Genre: Drama / Family / Tearjerker
Production Company: Zip Cinema
Distributor: CJ Entertainment
Language: Korean
Country: South Korea


Sinopsis
Han Ah Reum, seorang penderita Pregoria. Usianya baru 16 tahun, tapi fisiknya seperti seorang kakek 80 tahun yang renta dan sakit-sakitan. Karena itu ia tak sekolah, dan banyak menghabiskan waktu di rumah dengan membaca dan menulis di komputer. Ia mulai menulis tentang orang tuanya yang memilikinya saat usia mereka masih 17 tahun.

 

Ah Reum  tak bisa berteman dengan anak seusianya, tapi ia akrab dengan seorang kakek tetangga, kakek Jang. Ah Reum menceritakan soal orang tuanya yang jatuh cinta di usia 17 tahun. Bukan 27, tapi 17 tahun. Kakek Jang maklum, Romeo dan Juliet juga jatuh cinta di usia segitu. Ia malah merasa iri dengan cinta di masa muda mereka. Cinta di musim semi, seperti awal hidup mereka. Kakek Jang tertawa, yakin kalau ayah Ah Reum panik saat mengetahui ia akan menjadi ayah.

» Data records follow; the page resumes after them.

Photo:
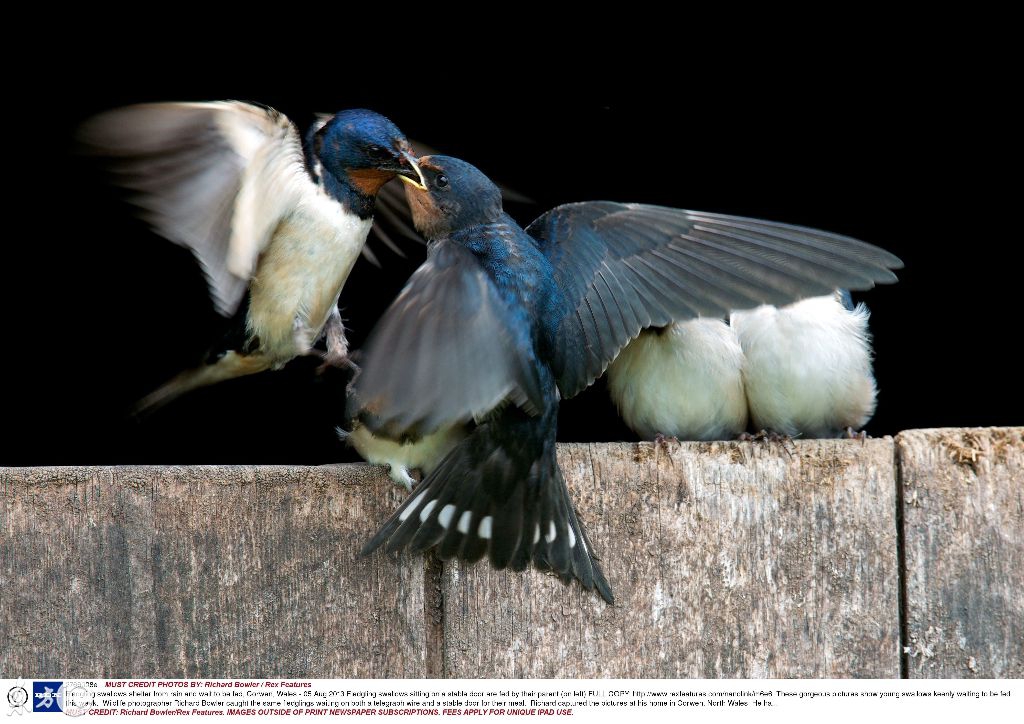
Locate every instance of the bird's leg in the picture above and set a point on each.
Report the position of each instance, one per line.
(770, 436)
(852, 434)
(663, 441)
(401, 476)
(337, 345)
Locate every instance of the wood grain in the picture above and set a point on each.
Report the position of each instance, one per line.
(964, 529)
(204, 571)
(727, 560)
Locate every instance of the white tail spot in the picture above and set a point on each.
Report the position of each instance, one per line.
(425, 513)
(444, 517)
(412, 506)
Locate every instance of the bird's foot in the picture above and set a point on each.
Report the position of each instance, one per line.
(338, 360)
(400, 475)
(664, 441)
(769, 436)
(852, 434)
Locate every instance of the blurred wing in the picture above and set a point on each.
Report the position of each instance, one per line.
(215, 177)
(446, 350)
(624, 267)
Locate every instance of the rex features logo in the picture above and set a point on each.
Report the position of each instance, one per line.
(45, 696)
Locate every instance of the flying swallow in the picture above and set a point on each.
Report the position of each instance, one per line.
(275, 223)
(807, 367)
(500, 324)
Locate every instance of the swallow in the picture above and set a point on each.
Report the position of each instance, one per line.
(275, 221)
(683, 381)
(807, 368)
(501, 323)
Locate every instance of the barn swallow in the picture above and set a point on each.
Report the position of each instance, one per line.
(276, 224)
(499, 324)
(683, 381)
(807, 368)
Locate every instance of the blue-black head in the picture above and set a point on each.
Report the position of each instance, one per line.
(364, 148)
(457, 196)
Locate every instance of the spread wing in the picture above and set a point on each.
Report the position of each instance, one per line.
(446, 350)
(215, 177)
(624, 267)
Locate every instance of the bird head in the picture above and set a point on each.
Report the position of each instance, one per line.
(456, 196)
(367, 148)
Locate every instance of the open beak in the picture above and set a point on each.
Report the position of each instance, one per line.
(413, 175)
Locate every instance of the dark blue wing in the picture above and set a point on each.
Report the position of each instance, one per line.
(443, 352)
(624, 267)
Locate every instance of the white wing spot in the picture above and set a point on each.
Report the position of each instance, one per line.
(409, 509)
(444, 517)
(425, 513)
(552, 533)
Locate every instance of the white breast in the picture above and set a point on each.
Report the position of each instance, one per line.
(685, 381)
(808, 367)
(301, 273)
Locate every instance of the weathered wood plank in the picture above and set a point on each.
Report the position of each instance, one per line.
(964, 529)
(727, 560)
(204, 571)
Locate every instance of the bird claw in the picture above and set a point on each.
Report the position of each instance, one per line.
(339, 360)
(769, 436)
(852, 434)
(663, 441)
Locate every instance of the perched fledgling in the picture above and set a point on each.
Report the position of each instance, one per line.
(683, 381)
(500, 324)
(807, 366)
(275, 224)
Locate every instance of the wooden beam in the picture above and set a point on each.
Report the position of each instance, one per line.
(727, 559)
(964, 523)
(204, 571)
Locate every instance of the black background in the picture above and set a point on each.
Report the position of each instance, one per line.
(99, 311)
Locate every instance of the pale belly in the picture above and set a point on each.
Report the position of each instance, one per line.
(299, 277)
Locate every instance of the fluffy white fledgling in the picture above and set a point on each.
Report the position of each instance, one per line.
(424, 455)
(808, 366)
(683, 380)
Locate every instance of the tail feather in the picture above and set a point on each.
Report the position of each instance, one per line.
(228, 367)
(487, 500)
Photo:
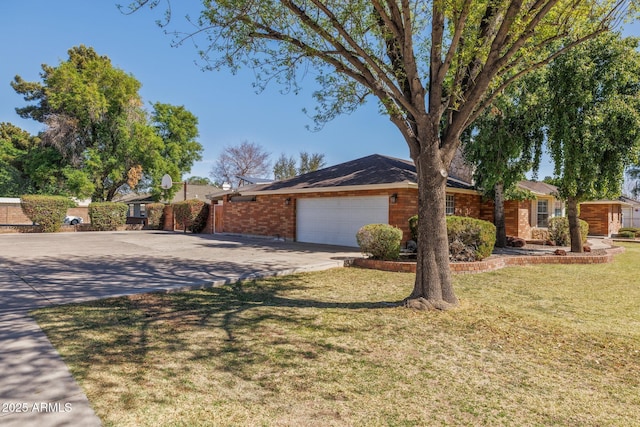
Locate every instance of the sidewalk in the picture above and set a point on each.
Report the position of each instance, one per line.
(38, 270)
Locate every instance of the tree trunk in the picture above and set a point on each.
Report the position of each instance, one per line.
(498, 216)
(574, 225)
(433, 288)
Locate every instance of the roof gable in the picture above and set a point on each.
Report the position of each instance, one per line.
(371, 170)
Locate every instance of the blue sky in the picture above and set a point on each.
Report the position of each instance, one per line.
(36, 32)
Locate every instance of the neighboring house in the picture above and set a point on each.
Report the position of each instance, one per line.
(329, 205)
(137, 202)
(630, 212)
(604, 216)
(528, 219)
(11, 211)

Flashback. Dae Soo tak bisa menyembunyikan kekagetannya saat Mi Ra memberitahu kehamilannya, “Kau tak akan melahirkannya kan? Aku baru 17 tahun!”

“Aku juga 17 tahun!” sahut Mi Ra. Tapi Dae Soo tak percaya diri, ia bodoh, keluarganya miskin, tak punya masa depan, dan lagi ia tak punya ibu yang bisa membantu membesarkan anak itu. Belum lagi jika kabar ini tersebar, Mi Ra bisa dikeluarkan dari sekolah. Bagaimana bisa mereka membesarkan anak?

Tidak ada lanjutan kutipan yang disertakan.